Analyse: Obama drückt widerwillig den roten Knopf
Washington (dpa) - Amerikanische Kampfjets fliegen wieder über dem Irak. Ausgerechnet US-Präsident Barack Obama, der den Krieg seines Vorgängers George W. Bush einst als „dumm“ bezeichnete, hat nun den Angriffsbefehl erteilt.
Die erste Attacke nahe der Stadt Erbil glich einem Muskelspiel: 220 Kilogramm schwere, von Lasern gelenkte Bomben warfen die F18-Kampfjets ab. Dabei dürfte es kaum bleiben.

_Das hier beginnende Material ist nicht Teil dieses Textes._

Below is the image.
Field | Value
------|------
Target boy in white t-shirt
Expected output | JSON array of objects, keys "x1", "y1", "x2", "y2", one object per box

Lange, vielleicht zu lange, hatte der Friedensnobelpreisträger Obama versucht, sein Militär aus Konflikten im Nahen Osten fernzuhalten. So war es in Syrien, als selbst Giftgasattacken von Machthaber Baschar al-Assad Obama nicht dazu bewegen konnten, die von ihm gezogene „rote Linie“ auch durchzusetzen.

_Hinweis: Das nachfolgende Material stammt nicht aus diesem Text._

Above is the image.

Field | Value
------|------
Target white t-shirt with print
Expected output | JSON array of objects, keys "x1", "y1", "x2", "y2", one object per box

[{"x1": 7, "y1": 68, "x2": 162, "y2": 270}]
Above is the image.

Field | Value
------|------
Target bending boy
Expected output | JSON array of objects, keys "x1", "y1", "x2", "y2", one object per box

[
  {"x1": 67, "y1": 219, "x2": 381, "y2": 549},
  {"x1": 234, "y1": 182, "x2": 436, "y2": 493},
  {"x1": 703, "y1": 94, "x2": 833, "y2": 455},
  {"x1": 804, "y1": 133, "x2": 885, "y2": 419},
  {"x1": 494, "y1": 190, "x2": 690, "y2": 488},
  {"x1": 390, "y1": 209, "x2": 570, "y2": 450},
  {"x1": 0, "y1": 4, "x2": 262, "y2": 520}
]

Erst marschierten die IS-Islamisten im irakischen Falludscha ein, rückten dann nach Mossul und in Richtung Bagdad vor. Doch aus dem Weißen Haus hieß es immer wieder, man „verfolge die Situation sehr genau“. Wie ein Tropfen auf den heißen Stein schien die Entsendung von 300 Militärberatern, um den Irakern taktisch und mit Geheimdiensterkenntnissen unter die Arme zu greifen. Die von ihnen gewünschte „Einschätzung der Lage“ steht noch aus.
Nach unzähligen Schreckensmeldungen über die Verfolgung der Jesiden und Christen, die auf der Flucht vor IS-Extremisten verdursten und sich teils von Blättern ernähren, hat Obama nun den roten Knopf gedrückt.
Es ist ein Einsatz wider Willen und die Kehrtwende eines Politikers, der angetreten war, Kriege zu beenden und amerikanische Soldaten nach Hause zu holen. Bei seiner Fernsehansprache an die Amerikaner befand er seine Präsidentschaft am späten Donnerstagabend (Ortszeit) genau an der Stelle, wo sie nie sein sollte.
Für erklärte Kriegsgegner ist Obamas Entschluss ein äußerst heikler Schritt entlang eines „gefährlichen Wegs, der die Vereinigten Staaten abermals in ein blutiges und zerstörerisches Unterfangen verwickeln könnte“, schreibt die „New York Times“. Viel besser wäre es in ihren Augen, die Vereinten Nationen zu ihrer eigenen humanitären Hilfsaktion zu drängen.
Andererseits: Hätte der Oberbefehlshaber über das schlagkräftigste Militär der Welt tatenlos zusehen sollen, während sunnitische Extremisten in ihrem brutalen Zug durchs Land hilflose Minderheiten abschlachten? Zumal die Dschihadisten erst nach der Zerstörung der irakischen Institutionen nach der US-Invasion vor gut einem Jahrzehnt erstarken konnten. Es gebe keine Entschuldigung, ein „Massaker auf einem Berggipfel“ zu verhindern, schreibt die „Washington Post“. Von Tag zu Tag, von Stunde zu Stunde nahm der Druck auf Obama zu.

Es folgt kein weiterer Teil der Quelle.